Are Wal-Mart’s Safe? The World’s No. 1 Retailer’s Negligent Security Problems
In the article, Marlowe discusses how Wal-Mart is well aware of the frequent crime that takes place on properties across the country. The Haggard Law attorney litigated a case against the world’s number 1 retailer where a woman was kidnapped from a Wal-Mart parking lot and brutally raped in her kidnapper’s vehicle over several hours and miles of driving.
The text of the article as it appears in the Daily Business Review:
Violent crime at Wal-Mart is more pervasive and grotesque than any of the most recent headline-grabbing viruses ever will be.
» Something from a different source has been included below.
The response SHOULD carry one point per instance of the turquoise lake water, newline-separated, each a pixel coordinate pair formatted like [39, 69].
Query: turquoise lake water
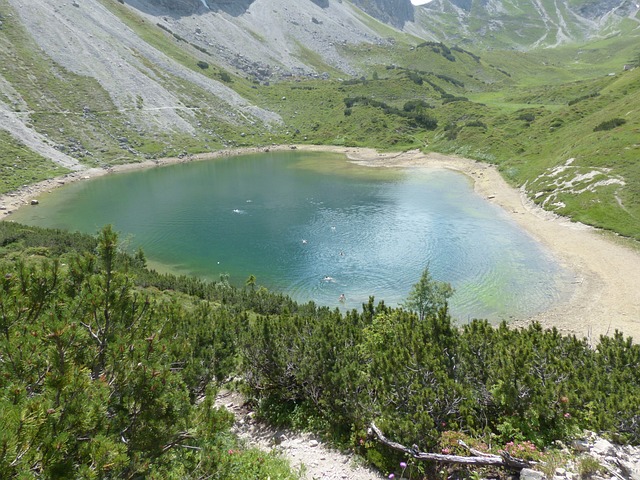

From Florida to California and everywhere in between, headlines in cities large and small are swollen with frightening accounts of domestic, opportunistic terrorism in Wal-Mart parking lots. Armed robbery, rape, kidnapping, murder and countless other felonious crimes have plagued Wal-Mart’s customers for decades. I have represented some of the most horribly assaulted victims of violent crime one could imagine, and yet it is a case involving a client of mine at a Wal-Mart that left one of the more disturbing impressions upon me.
In a bucolic, suburban Florida town, a young lady was beaten, bound and kidnapped, all in daylight hours, at her local Wal-Mart parking lot. Her savaging happened only yards from where the employee-designated smoking shed was located outside the entrance. After being hogtied and overwhelmed with violence for almost 10 minutes, the car visibly shaking back and forth on closed-circuit television, her attacker had her under control. Along Interstate 10, he drove her for hours, pulling over periodically to rape her on the side of the road, before resuming his journey toward Jacksonville with her cowering in the front seat.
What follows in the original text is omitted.